Faktor-Faktor Penentu Keberhasilan Implementasi Sistem Informasi Kesehatan Ditinjau Dari Perspektif Pengguna: Tinjauan Literatur Sistematis

Authors

  • Normalia Widyanti Program Pasca Sarjana, Universitas Jember, Indonesia
  • Abu Khoiri Fakultas Kedokteran Gigi, Universitas Muhammadiyah Yogyakarta, Indonesia
  • Iwan Dewanto Fakultas Kedokteran Gigi, Universitas Muhammadiyah Yogyakarta, Indonesia

DOI:

https://doi.org/10.55681/jige.v6i3.3836

Keywords:

Health information systems, success of information systems, acceptance and use of information systems

Abstract

The Health Information System is expected to support health development by producing quality data and information. However, in its implementation there are still obstacles, and the human factor is the most dominant obstacle.

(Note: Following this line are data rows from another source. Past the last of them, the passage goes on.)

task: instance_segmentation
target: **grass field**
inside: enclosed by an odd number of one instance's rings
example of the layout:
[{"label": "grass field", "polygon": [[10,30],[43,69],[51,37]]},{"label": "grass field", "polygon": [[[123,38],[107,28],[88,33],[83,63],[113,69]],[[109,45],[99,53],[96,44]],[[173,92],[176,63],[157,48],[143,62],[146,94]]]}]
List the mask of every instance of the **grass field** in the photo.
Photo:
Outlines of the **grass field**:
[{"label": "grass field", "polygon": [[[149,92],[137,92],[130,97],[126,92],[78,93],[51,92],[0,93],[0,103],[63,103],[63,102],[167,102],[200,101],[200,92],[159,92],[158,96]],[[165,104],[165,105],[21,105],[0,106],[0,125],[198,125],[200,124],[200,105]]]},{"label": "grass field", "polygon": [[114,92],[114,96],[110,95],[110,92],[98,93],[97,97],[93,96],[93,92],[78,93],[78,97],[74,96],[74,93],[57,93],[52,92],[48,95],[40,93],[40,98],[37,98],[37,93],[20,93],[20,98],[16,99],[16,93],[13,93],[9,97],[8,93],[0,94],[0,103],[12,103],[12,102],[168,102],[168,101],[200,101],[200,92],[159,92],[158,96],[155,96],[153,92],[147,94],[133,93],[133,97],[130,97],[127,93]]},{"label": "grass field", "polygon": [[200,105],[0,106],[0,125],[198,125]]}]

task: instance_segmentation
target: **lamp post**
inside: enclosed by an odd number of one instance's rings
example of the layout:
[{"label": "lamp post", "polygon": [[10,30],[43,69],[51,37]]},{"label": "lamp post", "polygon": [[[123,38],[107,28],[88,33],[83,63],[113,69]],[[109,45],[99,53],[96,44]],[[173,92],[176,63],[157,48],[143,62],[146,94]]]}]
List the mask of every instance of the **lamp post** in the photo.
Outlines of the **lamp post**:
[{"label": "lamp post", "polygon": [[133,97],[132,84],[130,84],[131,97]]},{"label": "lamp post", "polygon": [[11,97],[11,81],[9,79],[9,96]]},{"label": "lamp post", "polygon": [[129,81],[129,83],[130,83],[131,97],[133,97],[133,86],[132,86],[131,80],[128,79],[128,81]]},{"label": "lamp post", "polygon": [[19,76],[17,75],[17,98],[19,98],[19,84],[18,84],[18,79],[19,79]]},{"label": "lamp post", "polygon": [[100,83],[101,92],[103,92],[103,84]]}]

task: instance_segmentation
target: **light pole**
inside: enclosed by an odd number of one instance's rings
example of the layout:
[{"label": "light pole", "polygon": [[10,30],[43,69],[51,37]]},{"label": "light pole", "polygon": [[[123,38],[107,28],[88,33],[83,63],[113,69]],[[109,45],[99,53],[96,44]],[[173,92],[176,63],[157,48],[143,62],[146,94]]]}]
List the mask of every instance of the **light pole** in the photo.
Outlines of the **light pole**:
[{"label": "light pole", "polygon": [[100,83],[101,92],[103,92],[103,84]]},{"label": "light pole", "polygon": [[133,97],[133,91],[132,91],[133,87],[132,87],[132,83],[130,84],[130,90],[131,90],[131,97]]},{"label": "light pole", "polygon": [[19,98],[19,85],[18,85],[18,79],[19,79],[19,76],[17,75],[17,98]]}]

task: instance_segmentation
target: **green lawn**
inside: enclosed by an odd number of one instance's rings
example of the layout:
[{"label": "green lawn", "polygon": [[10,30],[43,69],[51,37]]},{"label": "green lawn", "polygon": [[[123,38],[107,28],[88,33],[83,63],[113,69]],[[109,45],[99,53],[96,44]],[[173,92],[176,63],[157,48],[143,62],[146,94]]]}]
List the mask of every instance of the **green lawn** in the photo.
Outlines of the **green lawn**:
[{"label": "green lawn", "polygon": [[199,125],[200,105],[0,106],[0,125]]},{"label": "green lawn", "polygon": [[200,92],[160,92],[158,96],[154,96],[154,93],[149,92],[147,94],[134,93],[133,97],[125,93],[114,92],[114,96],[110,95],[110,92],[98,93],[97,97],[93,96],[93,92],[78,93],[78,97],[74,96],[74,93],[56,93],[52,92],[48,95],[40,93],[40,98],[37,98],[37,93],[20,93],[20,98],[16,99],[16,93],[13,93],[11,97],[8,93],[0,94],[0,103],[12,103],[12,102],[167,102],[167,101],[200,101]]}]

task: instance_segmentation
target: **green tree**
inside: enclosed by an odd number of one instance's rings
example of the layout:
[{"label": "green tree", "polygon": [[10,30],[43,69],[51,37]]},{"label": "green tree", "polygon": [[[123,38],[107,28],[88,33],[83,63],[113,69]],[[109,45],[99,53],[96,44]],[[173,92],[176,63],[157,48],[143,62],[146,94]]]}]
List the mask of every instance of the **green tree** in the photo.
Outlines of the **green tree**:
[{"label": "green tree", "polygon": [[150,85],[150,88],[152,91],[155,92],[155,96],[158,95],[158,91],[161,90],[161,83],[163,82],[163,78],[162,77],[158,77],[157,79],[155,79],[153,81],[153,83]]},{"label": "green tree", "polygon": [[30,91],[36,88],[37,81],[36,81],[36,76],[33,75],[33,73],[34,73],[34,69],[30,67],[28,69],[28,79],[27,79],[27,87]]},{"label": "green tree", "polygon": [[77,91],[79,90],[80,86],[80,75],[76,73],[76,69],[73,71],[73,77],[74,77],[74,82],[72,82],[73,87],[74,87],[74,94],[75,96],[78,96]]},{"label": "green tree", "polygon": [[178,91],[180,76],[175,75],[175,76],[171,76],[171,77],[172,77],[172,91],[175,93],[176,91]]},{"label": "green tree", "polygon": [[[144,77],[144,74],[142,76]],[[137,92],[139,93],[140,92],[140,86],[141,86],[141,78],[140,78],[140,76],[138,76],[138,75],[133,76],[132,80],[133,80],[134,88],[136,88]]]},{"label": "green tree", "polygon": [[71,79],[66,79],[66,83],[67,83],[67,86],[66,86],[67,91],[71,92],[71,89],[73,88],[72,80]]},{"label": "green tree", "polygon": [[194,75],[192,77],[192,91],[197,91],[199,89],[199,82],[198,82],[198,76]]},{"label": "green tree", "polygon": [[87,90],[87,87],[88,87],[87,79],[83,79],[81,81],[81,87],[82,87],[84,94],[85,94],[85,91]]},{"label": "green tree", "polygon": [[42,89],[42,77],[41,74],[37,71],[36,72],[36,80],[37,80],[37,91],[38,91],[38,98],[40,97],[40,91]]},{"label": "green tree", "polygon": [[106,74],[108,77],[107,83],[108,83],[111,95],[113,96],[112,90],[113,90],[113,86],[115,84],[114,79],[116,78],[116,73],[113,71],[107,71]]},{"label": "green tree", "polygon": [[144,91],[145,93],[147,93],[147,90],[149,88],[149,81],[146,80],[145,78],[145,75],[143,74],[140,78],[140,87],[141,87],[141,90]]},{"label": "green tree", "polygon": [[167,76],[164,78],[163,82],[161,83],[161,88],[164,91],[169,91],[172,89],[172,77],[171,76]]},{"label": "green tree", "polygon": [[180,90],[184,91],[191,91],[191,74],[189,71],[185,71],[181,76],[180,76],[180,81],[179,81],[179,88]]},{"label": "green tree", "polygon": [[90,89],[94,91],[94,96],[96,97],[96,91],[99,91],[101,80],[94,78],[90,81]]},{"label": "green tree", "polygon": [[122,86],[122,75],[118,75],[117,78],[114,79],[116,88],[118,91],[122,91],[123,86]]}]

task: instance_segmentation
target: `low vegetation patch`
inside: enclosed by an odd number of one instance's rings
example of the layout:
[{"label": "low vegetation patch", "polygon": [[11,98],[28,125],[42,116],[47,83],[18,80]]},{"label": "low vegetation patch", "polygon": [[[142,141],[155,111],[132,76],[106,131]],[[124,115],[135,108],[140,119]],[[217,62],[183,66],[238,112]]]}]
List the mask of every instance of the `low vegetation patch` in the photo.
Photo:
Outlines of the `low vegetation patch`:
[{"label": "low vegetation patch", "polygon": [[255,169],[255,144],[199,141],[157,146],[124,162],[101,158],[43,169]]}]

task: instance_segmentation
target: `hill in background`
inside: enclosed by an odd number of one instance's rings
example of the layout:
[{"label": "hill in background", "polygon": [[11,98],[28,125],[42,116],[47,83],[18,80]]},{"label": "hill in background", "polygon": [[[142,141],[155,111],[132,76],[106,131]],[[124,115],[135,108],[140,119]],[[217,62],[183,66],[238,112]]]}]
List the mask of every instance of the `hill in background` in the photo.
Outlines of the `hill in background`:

The interaction of information systems and humans gives rise to behavioral problems, so it is important to understand the factors that influence the success of SIK implementation from the user's perspective to increase the use of SIK. This research uses a literature review method from several databases. Research findings show that there are several factors that influence the success of SIK implementation, including performance expectations, business expectations, facilitating conditions, self-confidence and anxiety, social influence, information quality, intentions, attitudes, system quality, service quality, user satisfaction, and usage behavior. Understanding the factors that influence the success of Health Information System implementation will minimize the risk of failure, serve as a guide in improving the system, optimize the use of resources, ensure alignment with organizational goals, and encourage effective use of Health Information System.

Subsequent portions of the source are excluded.